The severe harassment against David Calof even included an assault of one of his staff members. This is one of the most severe and well documented attacks on clinicians by false memory proponents.
Anna Salter
Anna Salter was a researcher who in part exposed Ralph Underwager research inaccuracies. This was in the late 1980’s, before Underwager’s famous interview with Paidika, which caused his resignation from the FMSF professional advisory board. Underwager had helped found two organizations, VOCAL and the FMSF. Information on Underwager and court cases is at http://ritualabuse.us/research/memory-fms/ralph-underwager/
Interview in Amsterdam in June 1991 by “Paidika,” Editor-in-Chief, Joseph Geraci.
PAIDIKA: Is choosing paedophilia for you a responsible choice for the individuals?

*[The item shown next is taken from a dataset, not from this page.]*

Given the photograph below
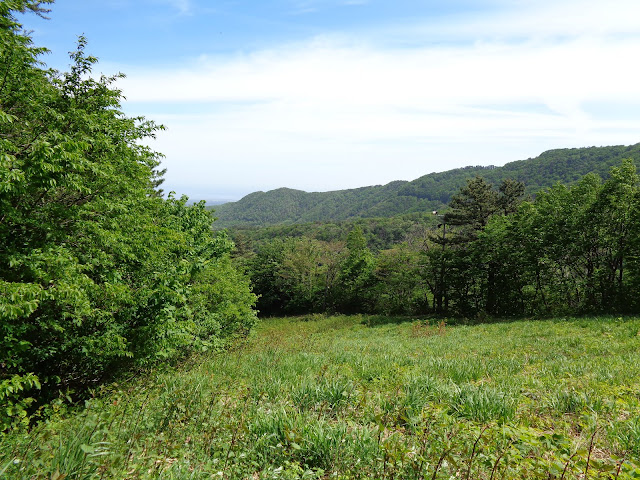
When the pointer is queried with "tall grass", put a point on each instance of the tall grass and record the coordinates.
(355, 397)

RALPH UNDERWAGER: Certainly it is responsible. What I have been struck by as I have come to know more about and understand people who choose paedophilia is that they let themselves be too much defined by other people. That is usually an essentially negative definition. Paedophiles spend a lot of time and energy defending their choice. I don’t think that a paedophile needs to do that. Paedophiles can boldly and courageously affirm what they choose. They can say that what they want is to find the best way to love. I am also a theologian and as a theologian, I believe it is God’s will that there be closeness and intimacy, unity of the flesh, between people. A paedophile can say: “This closeness is possible for me within the choices that I’ve made.”

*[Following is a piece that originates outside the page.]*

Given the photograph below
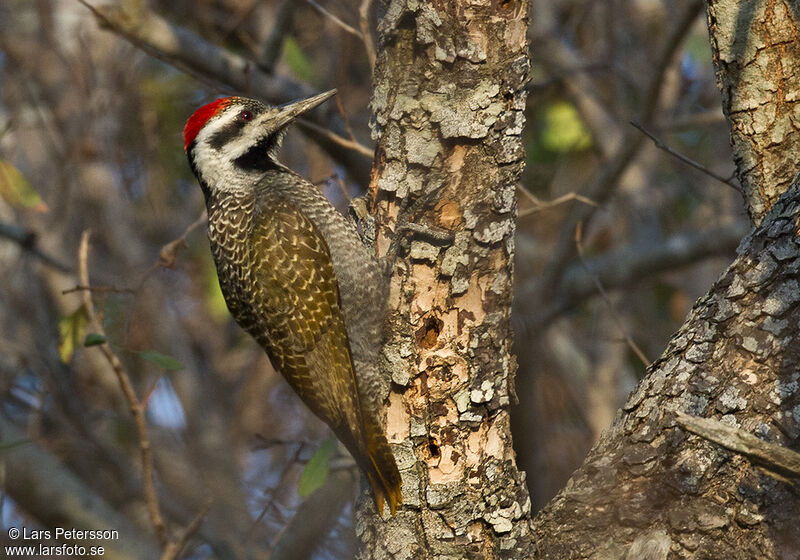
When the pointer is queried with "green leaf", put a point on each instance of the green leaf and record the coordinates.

Paedophiles are too defensive. http://www.nostatusquo.com/ACLU/NudistHallofShame/Underwager2.html
Confessions of a Whistle-Blower: Lessons Learned Author: Anna C. Salter Ethics & Behavior, Volume 8, Issue 2 June 1998 , pages 115 – 124 Abstract – In 1988 I began a report on the accuracy of expert testimony in child sexual abuse cases utilizing Ralph Underwager and Hollida Wakefield as a case study (Wakefield & Underwager, 1988). In response, Underwager and Wakefield began a campaign of harassment and intimidation, which included multiple lawsuits; an ethics charge; phony (and secretly taped) phone calls; and ad hominem attacks, including one that I was laundering federal grant monies. The harassment and intimidation failed as the author refused demands to retract. In addition, the lawsuits and ethics charges were dismissed. Lessons learned from the experience are discussed. http://ritualabuse.us/research/memory-fms/confessions-of-a-whistle-blower-lessons-learned/
Anna Salter makes several important points when fighting the backlash:
“The argument between the field of child sexual abuse and the backlash against survivors is not an academic debate between two well meaning groups equally invested in ascertaining truth. It is not an academic debate at all; it is a political fight.” P. 121 “What wins political fights is organization and stamina and a refusal to be intimidated.” P. 122 “It is important to refuse to be intimidated.” P. 123
She ends her article with a quote from Margaret Atwood’s poem “Solicit” which ends with “Tell the truth when you can.”
Fighting back and supporting each other are the most important things we can do when fighting the backlash. Whenever we stop fighting, the backlash wins. Every time we refuse to defend ourselves in a public forum, the backlash and its factual inaccuracies are taken as fact by the public. Every time we ignore a request to help another clinician or advocate to fight the backlash, we all lose. Children lose and child abuse continues.
So let’s fight back. For the sake of all child abuse survivors, their helpers and the future generations of children.